HTML 3.2 offers us the possibility of marking divisions, paragraphs,
<span>'s and so on with lang="ru" | lang="fr" | lang="de".
But then what?
Now suppose the HTTP Charset-header is set to some Russian character-
encoding (Ms. codepage 1251, KOI-8R or ISO 8859-5 -- you may pick your
choice). What happens to entities like é an ö? Browsers like
Navigator, Explorer and Mosaic will map them blindly to #233 and #246.
And so they'll appear as arbitrary Russian characters.
(How about Arena/Amaya -- I haven't checked that one).

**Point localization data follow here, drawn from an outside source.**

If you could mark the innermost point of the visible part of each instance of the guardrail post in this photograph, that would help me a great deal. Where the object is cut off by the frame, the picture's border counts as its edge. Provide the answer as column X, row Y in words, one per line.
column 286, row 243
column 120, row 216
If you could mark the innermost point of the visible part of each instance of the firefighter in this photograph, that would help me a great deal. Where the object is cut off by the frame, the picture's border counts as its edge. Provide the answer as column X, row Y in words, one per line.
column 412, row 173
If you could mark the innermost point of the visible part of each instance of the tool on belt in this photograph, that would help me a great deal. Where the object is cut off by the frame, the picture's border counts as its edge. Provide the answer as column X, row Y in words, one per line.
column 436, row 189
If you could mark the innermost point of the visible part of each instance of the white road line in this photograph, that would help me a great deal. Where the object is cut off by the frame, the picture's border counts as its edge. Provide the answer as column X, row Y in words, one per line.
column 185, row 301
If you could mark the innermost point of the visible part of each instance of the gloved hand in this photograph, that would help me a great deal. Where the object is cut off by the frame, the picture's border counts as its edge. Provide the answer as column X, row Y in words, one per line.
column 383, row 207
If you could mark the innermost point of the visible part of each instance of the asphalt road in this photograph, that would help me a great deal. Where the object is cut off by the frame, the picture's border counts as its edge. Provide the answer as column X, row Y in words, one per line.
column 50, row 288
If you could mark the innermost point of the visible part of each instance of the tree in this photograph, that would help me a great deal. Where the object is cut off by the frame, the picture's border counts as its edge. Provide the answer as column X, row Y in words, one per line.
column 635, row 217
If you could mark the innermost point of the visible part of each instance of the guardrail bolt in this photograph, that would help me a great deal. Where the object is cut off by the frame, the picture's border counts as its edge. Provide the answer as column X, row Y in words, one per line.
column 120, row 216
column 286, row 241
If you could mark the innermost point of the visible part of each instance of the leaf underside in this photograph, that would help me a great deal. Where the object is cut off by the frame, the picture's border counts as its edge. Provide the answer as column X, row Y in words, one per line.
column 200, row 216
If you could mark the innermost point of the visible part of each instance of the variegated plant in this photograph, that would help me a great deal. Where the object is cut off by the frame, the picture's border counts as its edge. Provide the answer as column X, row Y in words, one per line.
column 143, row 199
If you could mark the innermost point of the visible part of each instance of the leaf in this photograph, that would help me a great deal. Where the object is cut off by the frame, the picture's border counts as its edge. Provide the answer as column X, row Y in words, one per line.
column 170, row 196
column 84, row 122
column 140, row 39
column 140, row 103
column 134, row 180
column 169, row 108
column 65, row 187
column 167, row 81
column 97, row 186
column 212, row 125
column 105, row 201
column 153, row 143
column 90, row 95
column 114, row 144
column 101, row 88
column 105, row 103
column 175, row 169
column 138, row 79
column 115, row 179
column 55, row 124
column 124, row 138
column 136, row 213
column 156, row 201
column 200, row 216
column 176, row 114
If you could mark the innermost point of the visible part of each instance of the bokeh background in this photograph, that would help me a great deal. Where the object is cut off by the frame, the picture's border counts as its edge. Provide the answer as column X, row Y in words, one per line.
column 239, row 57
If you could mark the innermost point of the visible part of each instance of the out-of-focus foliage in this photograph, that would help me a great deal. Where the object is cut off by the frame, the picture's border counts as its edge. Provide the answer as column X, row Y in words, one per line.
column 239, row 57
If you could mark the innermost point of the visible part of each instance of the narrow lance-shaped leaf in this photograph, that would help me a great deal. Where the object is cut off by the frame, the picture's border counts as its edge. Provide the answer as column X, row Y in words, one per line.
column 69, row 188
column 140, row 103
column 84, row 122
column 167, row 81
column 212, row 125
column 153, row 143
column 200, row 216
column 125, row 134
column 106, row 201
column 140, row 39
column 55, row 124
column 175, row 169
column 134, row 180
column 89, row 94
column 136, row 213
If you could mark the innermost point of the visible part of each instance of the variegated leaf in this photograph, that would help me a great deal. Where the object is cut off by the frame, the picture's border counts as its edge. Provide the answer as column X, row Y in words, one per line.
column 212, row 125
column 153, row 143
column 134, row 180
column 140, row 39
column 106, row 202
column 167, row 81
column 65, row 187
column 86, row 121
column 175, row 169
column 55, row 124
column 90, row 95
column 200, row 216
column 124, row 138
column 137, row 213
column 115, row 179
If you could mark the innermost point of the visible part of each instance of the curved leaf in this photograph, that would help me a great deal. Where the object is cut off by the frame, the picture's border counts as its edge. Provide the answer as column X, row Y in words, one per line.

Do we have to publish it in Unicode instead then? -- ie. let most
browsers just break and wait for the *perfect browser* to come along.
I don't think so.
I would say the LANG attribute is very appropriate (amongst others)
to indicate a specific character mapping. (ie. "8-bits to Unicode")
I may be wrong, but I haven't seen very much about this attribute
lately. I thought it actually appeared in earlier versions of the
CSS-draft. It doesn't any more.
So, How about some IDREF-linking to make things work?
;;; Hans van Mourik
;;; Netherlands Historical Data Archive
;;; PO Box 9515
;;; 2300 RA Leiden, The Netherlands